Chapter / Trick #2 – Ghosting
Ghosting means to disappear from a relationship without warning and cut off all communication. This happens in personal and business relationships, such as after you lend a friend money and they stop calling you back or after you apply for a job, and you never hear back from the interviewer. If you are the employer, one of your workers might suddenly stop showing up for days on end without calling in sick or telling you they are quitting. It might be a website that you order from online that disappears after you pay for the item on your credit card.
Lenders and mortgage servicers will rarely ghost you altogether, although they will disappear when it suits them. This will play out differently with first and second mortgages and with mortgage servicers.
Ghosting trick # 1 – The disappearing Second Deed of Trust.
If you got a loan between 2004 and 2007, you might have gotten talked into a first and a second deed of trust, what was called a piggyback loan. The first deed of trust or mortgage would be for 80% of the purchase price/ value, and a second deed of trust or mortgage for 10% of the purchase price. Both of these would be originated by the same lender, the first being securitized into an RMBS and being secured by the value of the property, and the second being retained by the originator to be kept or sold on the secondary market.
After the stock market crashed in 2007, along with depreciation in housing values, many people stopped paying on these second deeds of trust, and they became non-performing loans. In some cases, the value of the house was at or below the first deed of trust, leaving the second completely unsecured with nothing to be gained by foreclosure. When second deeds of trust became unsecured, the servicers were happy to stop servicing them. Once these loans became non-performing and the servicer stopped servicing them, you had no company to make your mortgage payments to, even if you wanted to.

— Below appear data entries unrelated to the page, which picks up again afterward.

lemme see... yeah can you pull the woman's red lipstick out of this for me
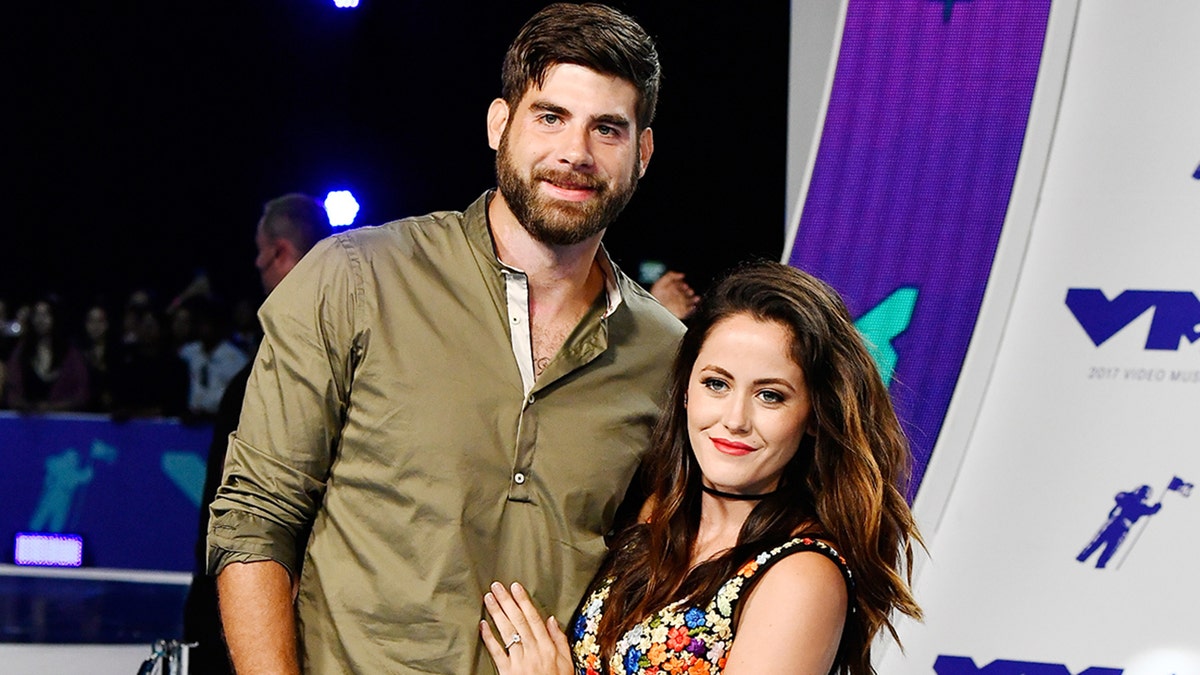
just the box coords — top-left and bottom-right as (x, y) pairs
(711, 438), (755, 456)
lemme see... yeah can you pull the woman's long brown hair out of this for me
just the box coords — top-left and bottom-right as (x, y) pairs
(592, 262), (922, 674)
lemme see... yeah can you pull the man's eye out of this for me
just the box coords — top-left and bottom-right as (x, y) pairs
(540, 113), (560, 125)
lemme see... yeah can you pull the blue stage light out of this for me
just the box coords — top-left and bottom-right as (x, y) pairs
(333, 0), (360, 8)
(325, 190), (361, 228)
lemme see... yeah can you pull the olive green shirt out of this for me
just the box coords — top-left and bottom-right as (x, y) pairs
(207, 192), (683, 674)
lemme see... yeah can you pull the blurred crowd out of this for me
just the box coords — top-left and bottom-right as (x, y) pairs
(1, 266), (698, 424)
(0, 279), (258, 423)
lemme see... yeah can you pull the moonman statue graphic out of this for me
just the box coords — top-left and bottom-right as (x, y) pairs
(1077, 484), (1161, 569)
(29, 448), (95, 532)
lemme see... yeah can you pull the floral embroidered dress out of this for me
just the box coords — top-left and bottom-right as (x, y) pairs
(569, 537), (853, 675)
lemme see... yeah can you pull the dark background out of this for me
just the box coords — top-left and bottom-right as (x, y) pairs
(4, 1), (789, 319)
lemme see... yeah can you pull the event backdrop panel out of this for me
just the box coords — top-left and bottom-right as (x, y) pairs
(0, 414), (209, 573)
(784, 0), (1051, 500)
(876, 0), (1200, 672)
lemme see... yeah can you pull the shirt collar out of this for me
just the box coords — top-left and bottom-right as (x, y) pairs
(468, 190), (625, 318)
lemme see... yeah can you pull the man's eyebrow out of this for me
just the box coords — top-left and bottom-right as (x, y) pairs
(530, 101), (570, 117)
(592, 113), (631, 129)
(528, 101), (631, 129)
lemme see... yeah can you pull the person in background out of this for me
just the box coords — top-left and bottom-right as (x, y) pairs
(4, 295), (90, 413)
(207, 5), (682, 673)
(176, 296), (248, 421)
(81, 300), (117, 413)
(110, 297), (189, 420)
(0, 298), (19, 408)
(482, 262), (923, 675)
(183, 192), (331, 675)
(168, 293), (198, 355)
(649, 269), (700, 320)
(251, 194), (334, 294)
(119, 289), (155, 347)
(228, 296), (263, 356)
(167, 271), (211, 321)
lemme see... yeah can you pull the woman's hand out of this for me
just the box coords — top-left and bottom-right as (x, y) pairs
(481, 581), (574, 675)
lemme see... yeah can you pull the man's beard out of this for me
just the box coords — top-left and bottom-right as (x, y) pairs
(495, 132), (640, 246)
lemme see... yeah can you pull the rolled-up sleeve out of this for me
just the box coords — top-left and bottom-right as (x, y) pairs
(206, 235), (363, 577)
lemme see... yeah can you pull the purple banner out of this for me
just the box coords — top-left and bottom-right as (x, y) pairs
(789, 0), (1051, 496)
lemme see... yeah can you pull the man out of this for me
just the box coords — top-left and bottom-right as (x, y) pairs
(184, 194), (331, 674)
(252, 195), (334, 294)
(207, 5), (683, 674)
(176, 296), (250, 420)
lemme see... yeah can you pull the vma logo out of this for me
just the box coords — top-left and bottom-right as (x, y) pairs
(935, 655), (1121, 675)
(854, 286), (917, 387)
(1065, 289), (1200, 350)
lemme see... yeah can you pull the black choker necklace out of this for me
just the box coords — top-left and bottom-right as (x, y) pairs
(701, 485), (776, 501)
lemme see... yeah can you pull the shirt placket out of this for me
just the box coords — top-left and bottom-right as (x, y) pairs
(509, 388), (537, 502)
(498, 261), (616, 503)
(502, 268), (536, 501)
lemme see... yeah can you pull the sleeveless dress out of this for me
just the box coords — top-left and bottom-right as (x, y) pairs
(569, 537), (854, 675)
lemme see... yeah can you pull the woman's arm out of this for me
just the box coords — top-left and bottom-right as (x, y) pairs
(481, 582), (574, 675)
(722, 551), (849, 675)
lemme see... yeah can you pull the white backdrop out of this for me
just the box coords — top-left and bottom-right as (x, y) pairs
(875, 1), (1200, 672)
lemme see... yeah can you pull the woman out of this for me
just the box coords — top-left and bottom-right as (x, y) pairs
(481, 262), (922, 674)
(5, 295), (90, 413)
(110, 299), (189, 420)
(81, 301), (117, 412)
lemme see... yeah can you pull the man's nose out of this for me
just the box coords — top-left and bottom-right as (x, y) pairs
(557, 126), (594, 169)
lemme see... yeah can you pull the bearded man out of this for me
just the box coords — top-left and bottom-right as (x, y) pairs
(206, 4), (683, 674)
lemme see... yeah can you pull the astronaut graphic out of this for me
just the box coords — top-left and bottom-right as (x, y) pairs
(1077, 476), (1192, 569)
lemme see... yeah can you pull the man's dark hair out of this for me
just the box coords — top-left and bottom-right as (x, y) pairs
(260, 193), (332, 255)
(501, 3), (661, 129)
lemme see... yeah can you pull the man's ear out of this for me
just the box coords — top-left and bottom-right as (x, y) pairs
(273, 239), (303, 280)
(487, 98), (510, 150)
(637, 127), (655, 178)
(277, 238), (302, 269)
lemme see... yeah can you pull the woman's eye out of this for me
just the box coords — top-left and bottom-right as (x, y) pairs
(701, 377), (728, 392)
(758, 390), (785, 404)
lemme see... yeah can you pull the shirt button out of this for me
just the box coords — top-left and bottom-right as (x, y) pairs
(527, 393), (535, 404)
(514, 472), (527, 485)
(511, 316), (520, 324)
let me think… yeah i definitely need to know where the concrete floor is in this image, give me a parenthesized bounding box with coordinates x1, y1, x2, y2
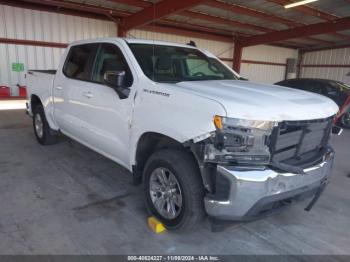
(0, 109, 350, 255)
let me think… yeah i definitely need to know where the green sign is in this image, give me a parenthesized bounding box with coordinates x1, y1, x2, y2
(12, 63, 24, 72)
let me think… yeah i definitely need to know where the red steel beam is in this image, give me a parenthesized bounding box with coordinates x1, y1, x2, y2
(242, 60, 286, 67)
(301, 42, 350, 53)
(0, 0, 112, 20)
(301, 64, 350, 68)
(19, 0, 128, 18)
(232, 42, 243, 73)
(240, 17, 350, 47)
(117, 24, 127, 37)
(121, 0, 206, 30)
(0, 37, 67, 48)
(107, 0, 149, 9)
(220, 57, 287, 67)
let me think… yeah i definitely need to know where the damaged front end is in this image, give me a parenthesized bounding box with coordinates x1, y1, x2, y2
(186, 115, 335, 221)
(186, 116, 277, 193)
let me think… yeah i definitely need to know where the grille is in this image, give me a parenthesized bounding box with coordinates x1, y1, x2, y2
(270, 117, 333, 168)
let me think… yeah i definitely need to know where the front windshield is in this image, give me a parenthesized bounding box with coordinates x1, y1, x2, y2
(128, 43, 238, 83)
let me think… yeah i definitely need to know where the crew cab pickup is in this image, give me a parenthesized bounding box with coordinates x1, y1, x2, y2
(26, 38, 339, 230)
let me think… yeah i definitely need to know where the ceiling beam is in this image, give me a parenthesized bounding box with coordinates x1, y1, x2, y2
(2, 0, 238, 44)
(204, 0, 346, 42)
(107, 0, 334, 46)
(300, 40, 350, 53)
(266, 0, 349, 40)
(0, 37, 67, 48)
(204, 0, 299, 27)
(18, 0, 128, 18)
(120, 0, 206, 30)
(180, 11, 333, 45)
(2, 0, 330, 49)
(0, 0, 113, 20)
(240, 16, 350, 47)
(107, 0, 149, 9)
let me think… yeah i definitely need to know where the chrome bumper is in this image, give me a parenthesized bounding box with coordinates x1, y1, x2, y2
(204, 150, 335, 221)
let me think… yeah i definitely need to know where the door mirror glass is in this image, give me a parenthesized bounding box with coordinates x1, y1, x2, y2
(104, 70, 125, 87)
(104, 71, 129, 99)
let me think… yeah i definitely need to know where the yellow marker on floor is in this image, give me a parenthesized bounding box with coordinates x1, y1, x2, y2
(148, 216, 166, 234)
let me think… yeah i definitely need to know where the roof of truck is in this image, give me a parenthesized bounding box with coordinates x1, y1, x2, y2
(69, 37, 197, 49)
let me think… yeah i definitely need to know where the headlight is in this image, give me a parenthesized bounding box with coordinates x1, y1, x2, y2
(205, 116, 277, 165)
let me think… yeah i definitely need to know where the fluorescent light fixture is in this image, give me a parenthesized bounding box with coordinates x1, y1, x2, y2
(284, 0, 318, 9)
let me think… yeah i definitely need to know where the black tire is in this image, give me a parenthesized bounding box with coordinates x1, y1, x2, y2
(143, 149, 205, 231)
(340, 112, 350, 129)
(32, 105, 58, 145)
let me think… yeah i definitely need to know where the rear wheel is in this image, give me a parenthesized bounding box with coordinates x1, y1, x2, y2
(33, 105, 58, 145)
(143, 149, 205, 231)
(340, 112, 350, 129)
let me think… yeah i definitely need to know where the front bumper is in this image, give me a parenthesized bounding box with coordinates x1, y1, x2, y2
(204, 149, 334, 221)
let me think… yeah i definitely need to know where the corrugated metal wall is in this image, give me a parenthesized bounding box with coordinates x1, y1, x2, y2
(241, 45, 298, 84)
(300, 47, 350, 85)
(0, 4, 116, 95)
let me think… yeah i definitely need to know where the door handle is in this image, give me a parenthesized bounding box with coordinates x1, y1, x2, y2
(55, 86, 63, 90)
(83, 91, 93, 98)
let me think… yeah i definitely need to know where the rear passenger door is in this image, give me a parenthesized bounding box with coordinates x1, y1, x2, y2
(53, 43, 98, 138)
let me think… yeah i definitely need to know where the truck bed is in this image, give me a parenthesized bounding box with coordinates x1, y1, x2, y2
(26, 70, 57, 116)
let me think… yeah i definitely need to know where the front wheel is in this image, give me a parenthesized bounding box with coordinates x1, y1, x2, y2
(143, 149, 205, 231)
(340, 112, 350, 129)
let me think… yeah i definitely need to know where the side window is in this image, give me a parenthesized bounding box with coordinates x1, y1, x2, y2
(92, 43, 133, 87)
(63, 44, 97, 81)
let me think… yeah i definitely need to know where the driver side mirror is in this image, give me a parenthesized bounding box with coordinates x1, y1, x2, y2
(104, 71, 129, 99)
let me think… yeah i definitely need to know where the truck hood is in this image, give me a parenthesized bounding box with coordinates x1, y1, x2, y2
(174, 80, 339, 121)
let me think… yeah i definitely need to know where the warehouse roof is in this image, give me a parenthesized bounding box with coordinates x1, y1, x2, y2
(1, 0, 350, 51)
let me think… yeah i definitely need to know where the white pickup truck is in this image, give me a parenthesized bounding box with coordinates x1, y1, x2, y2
(26, 38, 339, 231)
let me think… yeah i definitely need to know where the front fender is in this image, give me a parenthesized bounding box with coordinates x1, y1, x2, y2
(129, 84, 226, 166)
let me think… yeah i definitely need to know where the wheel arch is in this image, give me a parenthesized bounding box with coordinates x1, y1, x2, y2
(132, 132, 201, 184)
(30, 94, 59, 131)
(30, 94, 42, 113)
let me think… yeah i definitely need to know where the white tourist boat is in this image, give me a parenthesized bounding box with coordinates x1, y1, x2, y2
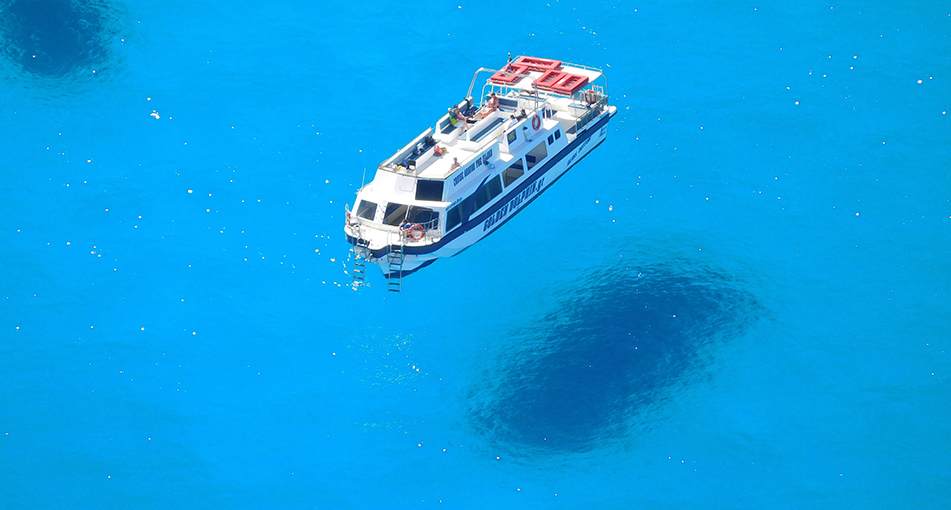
(344, 56, 617, 291)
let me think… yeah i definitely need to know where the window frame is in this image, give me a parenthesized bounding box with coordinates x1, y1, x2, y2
(355, 199, 378, 221)
(382, 202, 409, 226)
(502, 160, 525, 187)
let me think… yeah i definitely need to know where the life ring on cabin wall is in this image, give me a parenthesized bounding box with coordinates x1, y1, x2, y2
(406, 224, 425, 241)
(531, 114, 541, 130)
(345, 209, 352, 226)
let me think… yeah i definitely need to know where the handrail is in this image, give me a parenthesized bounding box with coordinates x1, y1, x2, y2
(415, 217, 440, 232)
(559, 60, 604, 74)
(390, 216, 441, 245)
(572, 100, 609, 135)
(467, 67, 498, 100)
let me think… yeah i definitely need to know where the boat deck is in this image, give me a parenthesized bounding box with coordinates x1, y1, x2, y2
(379, 63, 605, 182)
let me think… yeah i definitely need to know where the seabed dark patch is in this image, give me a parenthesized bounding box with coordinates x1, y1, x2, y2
(468, 259, 761, 455)
(0, 0, 118, 79)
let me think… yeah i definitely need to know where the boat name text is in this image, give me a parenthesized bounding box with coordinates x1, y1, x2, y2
(565, 135, 592, 169)
(452, 149, 494, 187)
(483, 177, 545, 232)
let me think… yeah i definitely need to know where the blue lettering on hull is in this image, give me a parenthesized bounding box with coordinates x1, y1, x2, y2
(452, 148, 494, 186)
(483, 177, 545, 232)
(564, 135, 592, 169)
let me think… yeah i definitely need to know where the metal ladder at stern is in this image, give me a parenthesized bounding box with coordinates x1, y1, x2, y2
(386, 238, 404, 293)
(350, 228, 370, 287)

Once people stopped paying, the servicers stopped servicing, but they never stopped transacting these non-performing seconds on the secondary market. These unsecured seconds were bought and sold for pennies on the dollar by investors intending to hold them and wait for their value to come back. Sometimes, they would be sold and resold for ever-increasing amounts as the value in the underlying asset continued to come back, that being the properties against which they were recorded. These second deeds of trust/ mortgages would come to be known as "zombie mortgages" or "sleepy seconds" because they would lay dormant for many years until the value returned to your property when they sprang back to life. That would be when the current investor would suddenly appear, wanting you to pay the full amount plus interest, an amount that would now wipe out all the equity you had accumulated.
Ghosting trick # 2 – The disappearing first deed of trust
Federal law requires that servicers continue to service mortgages, and this applies even when they go into default.[1] It requires that servicers notify you in writing when there is a change in servicer.[2] It requires they do this no later than 15 days after the change in servicing rights so that you have advance notice of who you will be paying.[3]
Despite these federal protections, servicers use this time of changing servicers as an opportunity to stop sending you mortgage bills and to stop accepting payments. They use it as an opportunity to lose mortgage payments, or they may suddenly add an escrow payment to your account so that your amount goes up, and they can declare your regular payment is insufficient and use that to throw you into default. The servicer is more likely to use a change in servicing to disappear if you have paperless billing or if you pay over the phone or by cashier's checks. If you have automatic payments coming out of your bank account, you may not notice for a while that your payments are no longer being withdrawn.
There are servicers whose sole business model is to purchase the servicing rights for highly leveraged or "non-performing loans" with the intention of foreclosing.[4] These servicers buy your servicing rights when you are a few months into default, or even when you are consistently late, and use the transfer of servicing rights to prolong your default by up to six months before they even contact you. By that time, you are so far into default that your options are severely limited. These types of servicers are strictly in the business of foreclosure and do not offer modifications, so don't get sucked into applying.
Ghosting trick # 3 – The disappearing Single Point of Contact.
Ghosting also happens during a modification when California statute requires the servicer to provide you with a single point of contact.[5] This point of contact will make all kinds of promises seem so nice, and then all of a sudden be gone, the number changed, moved to a different department. If you're in the middle of a modification, you'll be forced to start all over again, maybe with a new point of contact or a new service, so you must re-request a single point of contact.
The new single point of contact will contact you by letter and will not be available when you call them. You might get a voice message on your phone, but that person won't be there when you call back. This will delay your default by months, which is the intention. This is how the servicer gets around that Single point of contact statute.
[1] 12 U.S.C. §1265
[2] 12 U.S.C. §1265(b)
[3] 12 U.S.C. §1265(c)
[4] Housing Wire February 16, 2018, Freddie Mac Announces first non-performing loan sale of 2018. Available at: https://www.housingwire.com/articles/42548-freddie-mac-announces-first-non-performing-loan-sale-of-2018/
[5] California Civil Code §2923.7(a) When a borrower requests a foreclosure prevention alternative, the mortgage servicer shall promptly establish a single point of contact and provide to the borrower one or more direct means of communication with the single point of contact.